Là, il y a ceux qui jouent à l’instinct autour du green — c’est facile quand on est à dix mètres. Mais quand on est à 50 mètres et qu’on doit faire 50 mètres et qu’on fait 55, ça peut être la catastrophe. Cinq mètres d’écart à cette distance, c’est un green raté, une approche supplémentaire, un bogey au lieu d’un par. Et 90 % des amateurs ne connaissent même pas leurs vraies distances — ni comment les produire de manière répétable.

La stratégie que personne n’applique : visez le milieu du green

Les données du PGA Tour parlent d’elles-mêmes.

6 m
Proximité moyenne au trou
PGA Tour · 91-114 m

8,5 m
Proximité moyenne au trou
PGA Tour · 137-160 m

21 m
Proximité moyenne au trou
Handicap 10 · 137-160 m

Si les meilleurs joueurs du monde ne collent pas systématiquement la balle au drapeau, pourquoi vous le feriez ?

La stratégie est simple : quand le drapeau est court, visez le milieu du green. Si votre distance n’est pas parfaite, vous êtes quand même sur la surface de putt. Attaquez le drapeau qui est court du green, et si votre contact ou votre distance n’est pas tout à fait juste, vous n’êtes pas sur le green et vous devez jouer une approche supplémentaire. En visant le milieu, vous avez deux putts — soit vous faites par, soit vous faites bogey selon que vous êtes en régulation ou non. C’est la différence entre un score maîtrisé et un score subi.

Et ça va plus loin que la gestion du green. C’est toute la stratégie du parcours qui en découle. Si vous tapez le plus fort possible au driver et que votre deuxième coup vous laisse à 100 mètres du green, mais que votre zone de prédilection — celle où vous collez la balle au drapeau — c’est 60 mètres, vous avez un problème. À 100 mètres, vous ne serez jamais assez précis pour faire un birdie. Mais à 60 mètres, peut-être que vous la mettez à un mètre et que vous rentrez le putt.

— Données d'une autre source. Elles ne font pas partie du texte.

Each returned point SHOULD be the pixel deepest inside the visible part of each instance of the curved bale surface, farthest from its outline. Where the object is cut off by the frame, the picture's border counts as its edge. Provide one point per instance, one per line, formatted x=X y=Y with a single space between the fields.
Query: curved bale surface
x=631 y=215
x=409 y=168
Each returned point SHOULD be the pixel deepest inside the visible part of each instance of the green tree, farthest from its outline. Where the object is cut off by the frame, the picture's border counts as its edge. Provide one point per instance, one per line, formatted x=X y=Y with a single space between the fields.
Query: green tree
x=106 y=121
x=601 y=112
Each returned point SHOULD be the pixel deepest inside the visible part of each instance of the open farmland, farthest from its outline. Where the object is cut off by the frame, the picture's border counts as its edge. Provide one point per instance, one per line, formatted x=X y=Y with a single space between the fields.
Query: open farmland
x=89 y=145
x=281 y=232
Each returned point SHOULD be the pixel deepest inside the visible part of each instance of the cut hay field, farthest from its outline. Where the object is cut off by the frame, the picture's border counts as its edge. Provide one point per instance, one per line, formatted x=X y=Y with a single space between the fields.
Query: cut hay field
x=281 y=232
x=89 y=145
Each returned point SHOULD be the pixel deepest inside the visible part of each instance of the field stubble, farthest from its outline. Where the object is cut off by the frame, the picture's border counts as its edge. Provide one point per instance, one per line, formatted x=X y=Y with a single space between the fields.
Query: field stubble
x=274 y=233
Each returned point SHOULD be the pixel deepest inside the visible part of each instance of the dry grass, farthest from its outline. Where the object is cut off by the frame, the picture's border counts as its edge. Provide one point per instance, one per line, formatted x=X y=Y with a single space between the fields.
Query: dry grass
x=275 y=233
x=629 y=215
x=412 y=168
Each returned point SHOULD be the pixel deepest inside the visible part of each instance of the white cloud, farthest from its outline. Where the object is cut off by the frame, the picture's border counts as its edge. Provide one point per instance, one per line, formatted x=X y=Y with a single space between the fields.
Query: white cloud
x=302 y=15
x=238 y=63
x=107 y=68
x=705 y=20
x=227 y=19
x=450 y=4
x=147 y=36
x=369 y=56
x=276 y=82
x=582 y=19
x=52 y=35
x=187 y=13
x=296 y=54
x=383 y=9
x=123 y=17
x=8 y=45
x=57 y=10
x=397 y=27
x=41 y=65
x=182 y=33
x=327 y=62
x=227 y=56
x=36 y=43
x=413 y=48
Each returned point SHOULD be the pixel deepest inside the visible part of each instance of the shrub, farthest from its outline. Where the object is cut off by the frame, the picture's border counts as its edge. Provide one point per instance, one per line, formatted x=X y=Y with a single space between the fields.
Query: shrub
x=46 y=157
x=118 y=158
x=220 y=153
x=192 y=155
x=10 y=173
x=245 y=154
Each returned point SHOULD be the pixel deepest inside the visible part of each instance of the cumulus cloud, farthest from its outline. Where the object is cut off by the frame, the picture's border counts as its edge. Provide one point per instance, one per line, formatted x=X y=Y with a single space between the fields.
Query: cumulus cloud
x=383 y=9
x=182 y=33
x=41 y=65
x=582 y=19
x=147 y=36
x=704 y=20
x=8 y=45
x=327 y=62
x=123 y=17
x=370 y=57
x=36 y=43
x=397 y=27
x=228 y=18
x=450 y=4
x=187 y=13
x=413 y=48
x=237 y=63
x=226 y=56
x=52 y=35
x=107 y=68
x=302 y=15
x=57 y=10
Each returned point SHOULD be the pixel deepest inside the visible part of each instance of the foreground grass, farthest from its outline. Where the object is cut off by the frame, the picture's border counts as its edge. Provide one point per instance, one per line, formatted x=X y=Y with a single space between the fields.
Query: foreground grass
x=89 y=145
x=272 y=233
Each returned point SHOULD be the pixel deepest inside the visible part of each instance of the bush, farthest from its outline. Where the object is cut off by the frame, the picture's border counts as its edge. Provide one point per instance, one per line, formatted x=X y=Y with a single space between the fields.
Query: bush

C’est ça, la différence stratégique : se retrouver systématiquement à la distance où vous êtes le plus dangereux, plutôt que de taper le plus loin possible sans réfléchir. Le jeu de golf, c’est ni plus ni moins que correspondre à des statistiques pour être régulier et reproduire de manière intense une distance toujours identique à plus ou moins un ou deux mètres.

Entraînement indoor golf : le système nerveux, le grand absent

On a parlé technique. Maintenant, parlons de ce qui fait réellement la différence entre un bon score à l’entraînement et un score en compétition : la résistance à la pression.

En indoor, il n’y a pas de carte de score qui compte. Pas de regard des autres. Pas de pression du classement. Vous pouvez taper des balles impeccables pendant deux heures et vous effondrer sur les trois premiers trous du premier tournoi de la saison.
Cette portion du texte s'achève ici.